Preciso aqui mais uma vez repetir a história: Raquel, imediatamente após casar com Nick, cidadão americano, entrou com os papéis para mudar de visto. Preciso esclarecer que esta exigência não é um capricho dos Estados Unidos; é, digamos assim, uma exigência do mundo nacional/internacional. É também disso que as nações sobrevivem. De acordo com meus amigos “gringos” que moram no Brasil, aí chega a ser até pior. Enfim, Raquel tinha visto J-2, dependente de J-1 (um visto específico para intercâmbios acadêmicos e que obriga os seus portadores a voltar aos seus países de origem) e pedia o green card, que é uma identidade de residente. Embora não faça muito sentido, as restrições do meu visto também se aplicam aos meus dependentes. Assim como eu, se quissesse ficar, ela teria que pedir ao Serviço de Imigração a dispensa da obrigatoriedade de voltar. Ela não pediu e encaminhou os papéis para mudar de visto sem esse documento. Erro cometido pelo desconhecimento que ela e o escritório que a ajudou tinham da especificidade do seu caso. Nada absurdo porque todo dia todos nós esquecemos alguma coisa: de assinar o cheque, de travar a porta do carro, do prazo do imposto de renda, do aniversário do filho...

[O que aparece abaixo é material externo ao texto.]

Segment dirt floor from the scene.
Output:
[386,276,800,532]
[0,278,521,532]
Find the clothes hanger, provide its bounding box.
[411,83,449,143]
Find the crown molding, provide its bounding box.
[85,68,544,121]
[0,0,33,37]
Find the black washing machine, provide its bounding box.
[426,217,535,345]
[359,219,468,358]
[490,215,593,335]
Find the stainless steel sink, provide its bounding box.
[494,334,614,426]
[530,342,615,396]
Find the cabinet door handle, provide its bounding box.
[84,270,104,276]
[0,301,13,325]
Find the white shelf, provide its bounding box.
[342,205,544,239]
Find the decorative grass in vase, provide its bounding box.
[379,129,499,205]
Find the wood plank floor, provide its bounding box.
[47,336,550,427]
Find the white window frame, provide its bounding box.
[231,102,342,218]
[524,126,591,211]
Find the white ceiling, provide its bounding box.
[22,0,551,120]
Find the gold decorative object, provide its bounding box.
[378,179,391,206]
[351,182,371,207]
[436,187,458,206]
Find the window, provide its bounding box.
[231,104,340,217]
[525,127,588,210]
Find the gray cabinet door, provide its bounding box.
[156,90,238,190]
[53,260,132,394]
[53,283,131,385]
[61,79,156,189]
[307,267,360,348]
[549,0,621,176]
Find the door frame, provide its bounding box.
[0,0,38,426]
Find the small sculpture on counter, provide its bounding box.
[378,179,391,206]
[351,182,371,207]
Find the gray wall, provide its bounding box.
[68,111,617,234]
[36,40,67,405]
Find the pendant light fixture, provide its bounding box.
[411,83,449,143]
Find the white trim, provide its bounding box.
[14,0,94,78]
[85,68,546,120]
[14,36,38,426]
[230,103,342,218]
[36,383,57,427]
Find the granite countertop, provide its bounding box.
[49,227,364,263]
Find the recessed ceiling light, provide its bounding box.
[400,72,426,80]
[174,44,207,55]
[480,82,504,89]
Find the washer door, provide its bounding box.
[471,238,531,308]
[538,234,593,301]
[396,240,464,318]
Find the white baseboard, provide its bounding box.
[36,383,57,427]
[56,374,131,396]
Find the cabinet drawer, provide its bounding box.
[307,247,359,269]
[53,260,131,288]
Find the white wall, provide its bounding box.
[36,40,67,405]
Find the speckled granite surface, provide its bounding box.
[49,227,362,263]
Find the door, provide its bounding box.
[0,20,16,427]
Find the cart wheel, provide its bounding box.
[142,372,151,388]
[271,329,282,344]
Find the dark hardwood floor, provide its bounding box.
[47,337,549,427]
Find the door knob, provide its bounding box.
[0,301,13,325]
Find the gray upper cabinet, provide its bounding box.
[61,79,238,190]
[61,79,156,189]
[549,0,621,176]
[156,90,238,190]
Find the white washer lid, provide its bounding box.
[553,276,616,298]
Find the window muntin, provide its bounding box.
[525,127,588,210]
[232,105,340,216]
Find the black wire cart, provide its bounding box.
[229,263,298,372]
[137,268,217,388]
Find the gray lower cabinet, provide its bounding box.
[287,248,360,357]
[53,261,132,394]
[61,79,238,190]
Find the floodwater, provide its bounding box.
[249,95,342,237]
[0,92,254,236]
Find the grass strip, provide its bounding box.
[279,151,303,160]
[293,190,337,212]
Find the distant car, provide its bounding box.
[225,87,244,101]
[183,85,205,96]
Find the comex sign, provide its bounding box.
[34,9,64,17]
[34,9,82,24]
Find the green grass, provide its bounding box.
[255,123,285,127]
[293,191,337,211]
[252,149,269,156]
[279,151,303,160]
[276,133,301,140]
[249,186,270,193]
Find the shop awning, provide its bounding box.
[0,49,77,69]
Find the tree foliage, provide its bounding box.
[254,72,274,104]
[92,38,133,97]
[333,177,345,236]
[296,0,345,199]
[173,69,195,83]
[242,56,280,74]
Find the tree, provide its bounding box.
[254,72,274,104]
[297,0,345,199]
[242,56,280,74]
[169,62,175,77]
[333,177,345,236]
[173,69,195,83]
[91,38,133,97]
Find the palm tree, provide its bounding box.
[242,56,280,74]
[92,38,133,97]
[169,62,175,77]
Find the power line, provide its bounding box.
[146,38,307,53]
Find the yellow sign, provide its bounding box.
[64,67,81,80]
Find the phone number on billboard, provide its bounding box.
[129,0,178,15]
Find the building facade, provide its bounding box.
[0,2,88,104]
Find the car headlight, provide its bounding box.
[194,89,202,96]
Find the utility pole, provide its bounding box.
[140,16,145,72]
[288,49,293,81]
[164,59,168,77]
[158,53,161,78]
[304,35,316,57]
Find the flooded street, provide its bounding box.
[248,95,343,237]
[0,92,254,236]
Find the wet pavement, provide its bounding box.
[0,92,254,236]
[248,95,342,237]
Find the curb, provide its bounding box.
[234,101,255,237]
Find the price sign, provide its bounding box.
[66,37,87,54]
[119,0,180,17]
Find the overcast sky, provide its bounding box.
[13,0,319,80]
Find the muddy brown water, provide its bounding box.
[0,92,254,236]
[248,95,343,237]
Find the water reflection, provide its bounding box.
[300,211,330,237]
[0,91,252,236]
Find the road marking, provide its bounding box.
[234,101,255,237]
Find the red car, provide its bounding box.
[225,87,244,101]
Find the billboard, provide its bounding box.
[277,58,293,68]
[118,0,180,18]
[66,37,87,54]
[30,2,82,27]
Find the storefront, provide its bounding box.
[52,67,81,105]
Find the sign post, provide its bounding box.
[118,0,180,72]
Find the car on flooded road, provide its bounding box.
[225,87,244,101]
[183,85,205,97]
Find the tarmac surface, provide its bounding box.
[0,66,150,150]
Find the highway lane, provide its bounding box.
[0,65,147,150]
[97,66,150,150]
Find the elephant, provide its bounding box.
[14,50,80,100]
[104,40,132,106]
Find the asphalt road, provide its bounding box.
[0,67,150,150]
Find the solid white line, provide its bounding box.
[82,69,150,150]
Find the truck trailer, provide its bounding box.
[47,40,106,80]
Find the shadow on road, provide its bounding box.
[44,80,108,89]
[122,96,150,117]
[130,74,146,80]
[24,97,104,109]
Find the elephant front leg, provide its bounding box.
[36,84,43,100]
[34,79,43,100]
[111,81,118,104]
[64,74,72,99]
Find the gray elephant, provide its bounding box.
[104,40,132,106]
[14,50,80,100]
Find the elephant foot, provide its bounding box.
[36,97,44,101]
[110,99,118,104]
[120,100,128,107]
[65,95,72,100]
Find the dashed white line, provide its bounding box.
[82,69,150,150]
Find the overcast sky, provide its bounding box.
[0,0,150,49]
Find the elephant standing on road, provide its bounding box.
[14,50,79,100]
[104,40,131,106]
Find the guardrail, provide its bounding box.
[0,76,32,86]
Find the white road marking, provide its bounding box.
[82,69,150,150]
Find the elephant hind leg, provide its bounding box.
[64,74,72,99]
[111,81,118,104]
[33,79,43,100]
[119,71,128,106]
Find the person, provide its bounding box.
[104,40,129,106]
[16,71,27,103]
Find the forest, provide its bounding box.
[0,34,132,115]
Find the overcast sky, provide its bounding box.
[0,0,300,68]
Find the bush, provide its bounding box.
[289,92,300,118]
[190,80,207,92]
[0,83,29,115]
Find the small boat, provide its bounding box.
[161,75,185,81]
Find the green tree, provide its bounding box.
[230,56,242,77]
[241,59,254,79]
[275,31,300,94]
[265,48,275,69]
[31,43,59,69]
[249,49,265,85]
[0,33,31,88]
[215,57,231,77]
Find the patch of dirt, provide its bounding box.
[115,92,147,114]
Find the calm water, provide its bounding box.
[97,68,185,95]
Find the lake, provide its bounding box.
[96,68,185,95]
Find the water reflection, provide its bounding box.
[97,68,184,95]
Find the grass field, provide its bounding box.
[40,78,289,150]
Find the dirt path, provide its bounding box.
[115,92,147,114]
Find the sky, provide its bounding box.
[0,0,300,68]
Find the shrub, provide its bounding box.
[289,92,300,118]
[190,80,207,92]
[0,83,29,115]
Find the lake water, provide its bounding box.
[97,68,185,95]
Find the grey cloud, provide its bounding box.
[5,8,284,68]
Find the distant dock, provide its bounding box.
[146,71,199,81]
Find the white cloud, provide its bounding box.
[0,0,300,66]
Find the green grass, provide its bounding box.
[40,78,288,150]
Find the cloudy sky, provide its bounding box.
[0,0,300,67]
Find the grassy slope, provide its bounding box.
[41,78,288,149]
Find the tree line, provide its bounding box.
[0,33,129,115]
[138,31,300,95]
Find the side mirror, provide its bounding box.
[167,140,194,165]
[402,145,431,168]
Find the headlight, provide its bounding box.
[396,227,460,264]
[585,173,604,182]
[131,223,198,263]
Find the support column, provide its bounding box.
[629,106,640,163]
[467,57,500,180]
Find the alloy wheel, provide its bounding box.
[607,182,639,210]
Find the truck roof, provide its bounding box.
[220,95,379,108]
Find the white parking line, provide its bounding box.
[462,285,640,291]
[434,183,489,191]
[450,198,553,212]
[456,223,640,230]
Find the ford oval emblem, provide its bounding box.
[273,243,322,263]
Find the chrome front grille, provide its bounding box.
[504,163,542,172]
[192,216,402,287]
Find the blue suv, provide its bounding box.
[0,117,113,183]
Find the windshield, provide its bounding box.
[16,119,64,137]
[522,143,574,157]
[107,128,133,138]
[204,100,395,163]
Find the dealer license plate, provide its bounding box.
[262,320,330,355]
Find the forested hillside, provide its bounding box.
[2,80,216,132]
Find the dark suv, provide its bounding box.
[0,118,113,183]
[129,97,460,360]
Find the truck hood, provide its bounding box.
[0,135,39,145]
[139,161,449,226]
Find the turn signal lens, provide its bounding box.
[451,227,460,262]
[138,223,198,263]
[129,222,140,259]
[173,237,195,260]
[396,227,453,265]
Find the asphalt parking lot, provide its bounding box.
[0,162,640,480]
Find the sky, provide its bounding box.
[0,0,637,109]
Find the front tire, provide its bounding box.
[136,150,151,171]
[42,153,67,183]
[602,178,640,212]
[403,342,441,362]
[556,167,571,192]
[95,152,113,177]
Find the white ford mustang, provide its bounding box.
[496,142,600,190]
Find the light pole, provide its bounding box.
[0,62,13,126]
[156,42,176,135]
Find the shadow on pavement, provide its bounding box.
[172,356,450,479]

Claro que, como disse no início da parte 1 desta crônica, tanto a ignorância como a desatenção têm um preço. É este preço que agora estamos pagando. Caro ou barato, acho que não importa muito agora. E, como sugere o Sublime, melhor não ficar com raiva das contas que temos que pagar (I don’t get mad at the bills I have to pay).

Então, vambora: o Serviço de Imigração costuma devolver os processos incompletos. Inclusive, exatamente por isto e porque a taxa de ajuste de status subiria de trezentos e tantos dólares para mil e poucos, achamos conveniente pedir ajudar especializada. Nem o Serviço de Imigração devolveu o processo incompleto da Raquel, o que teria evitado toda essa confusão e nem o escritório que ela contratou era tão especializado assim...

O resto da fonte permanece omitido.